Thursday, 6 April 2017

18th Century Whitework Border c.1760-80


I very nearly jumped for joy when I saw this border of embroidered muslin in a bundle of mixed lace:-


18th Century Whitework 


My first piece of 18th century embroidered muslin/whitework.


c.1760-80 Embroidered Muslin


It is not a long piece, just 33" by 3 3/8" wide.


Details of Muslin Embroidery c.1760-80


As would be expected, the work is exquisite. Along the top is a microscopic rolled hem, with the tiniest of stitches. The fabric is an extremely fine muslin. The motif isn't as elaborate or as fancy as many others from this era, but I love the shape of the heart!

The 2 go-to books for me when looking as this piece were:-




Thank goodness for these two or I would be lost.

So here we have the tiny chain stitches (rather than tambour work, although I'm not 100% certain) which make up the bulk of the work above the the ladder-stitch. Using such sheer fabric made me see an applied braid at first, but of course this isn't so. Within the heart shape is drawn-thread work, very geometric with a square, grid like structure.

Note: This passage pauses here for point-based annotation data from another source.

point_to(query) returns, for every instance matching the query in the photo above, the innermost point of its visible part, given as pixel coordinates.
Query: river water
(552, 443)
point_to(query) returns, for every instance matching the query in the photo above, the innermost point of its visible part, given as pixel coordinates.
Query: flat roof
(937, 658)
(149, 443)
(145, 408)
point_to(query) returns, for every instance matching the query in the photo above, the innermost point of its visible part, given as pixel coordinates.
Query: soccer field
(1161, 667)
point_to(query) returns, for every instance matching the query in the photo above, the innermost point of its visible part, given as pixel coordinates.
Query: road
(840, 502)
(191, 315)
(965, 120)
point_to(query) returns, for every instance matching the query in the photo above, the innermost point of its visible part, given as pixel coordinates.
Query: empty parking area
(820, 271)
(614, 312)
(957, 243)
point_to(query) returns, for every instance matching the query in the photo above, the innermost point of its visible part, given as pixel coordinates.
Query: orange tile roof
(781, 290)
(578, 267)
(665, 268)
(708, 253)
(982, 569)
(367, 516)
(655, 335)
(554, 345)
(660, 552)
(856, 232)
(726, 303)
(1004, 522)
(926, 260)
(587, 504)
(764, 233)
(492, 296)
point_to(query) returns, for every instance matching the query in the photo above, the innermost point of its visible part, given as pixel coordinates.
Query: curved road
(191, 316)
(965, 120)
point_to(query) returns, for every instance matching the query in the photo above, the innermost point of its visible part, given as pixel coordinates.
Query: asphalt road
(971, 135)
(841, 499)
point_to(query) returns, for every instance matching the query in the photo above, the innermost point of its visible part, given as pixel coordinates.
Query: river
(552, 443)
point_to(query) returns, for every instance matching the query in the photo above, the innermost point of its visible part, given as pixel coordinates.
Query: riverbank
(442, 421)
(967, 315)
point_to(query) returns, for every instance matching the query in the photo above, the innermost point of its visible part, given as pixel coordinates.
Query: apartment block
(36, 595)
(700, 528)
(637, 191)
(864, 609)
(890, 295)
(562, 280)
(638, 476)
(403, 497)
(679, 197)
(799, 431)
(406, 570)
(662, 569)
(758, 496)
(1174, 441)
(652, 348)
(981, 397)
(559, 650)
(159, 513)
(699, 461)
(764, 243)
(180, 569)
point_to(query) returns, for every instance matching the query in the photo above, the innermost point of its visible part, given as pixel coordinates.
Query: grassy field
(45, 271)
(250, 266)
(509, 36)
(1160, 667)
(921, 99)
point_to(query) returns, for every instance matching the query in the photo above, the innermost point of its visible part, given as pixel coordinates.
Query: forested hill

Below the main muslin fabric is a ladder stitch, with chain stitch above and below it. The hem is constructed of fine button-hole stitches along a scalloped edge. And then the drawn-thread work just above the scallops is extremely fine; very dense and minute stitchery. The chain stitch is used once as a filling, in the leaves below the heart.

So my next question was "what was its use?". The piece has evident signs of use, with small holes and antique darns. It may have been cut away from something, then hemmed across the top and been put away for use at a later time? There are no pin or needle marks across the top. Ideas could be that it was taken from or was an edging for a fichu or apron? I can't see it having much impact as part of a gown. It doesn't look like part of a sleeve ruffle to me, but straight and narrow ones were worn around the 1770s, so it is plausible. All these thoughts and questions remind me (as if I needed reminding) of yet another aspect of why historical dress is so interesting. What is it? When was it made? When was it worn? Questions to answer and mysteries to be solved, and more learnt.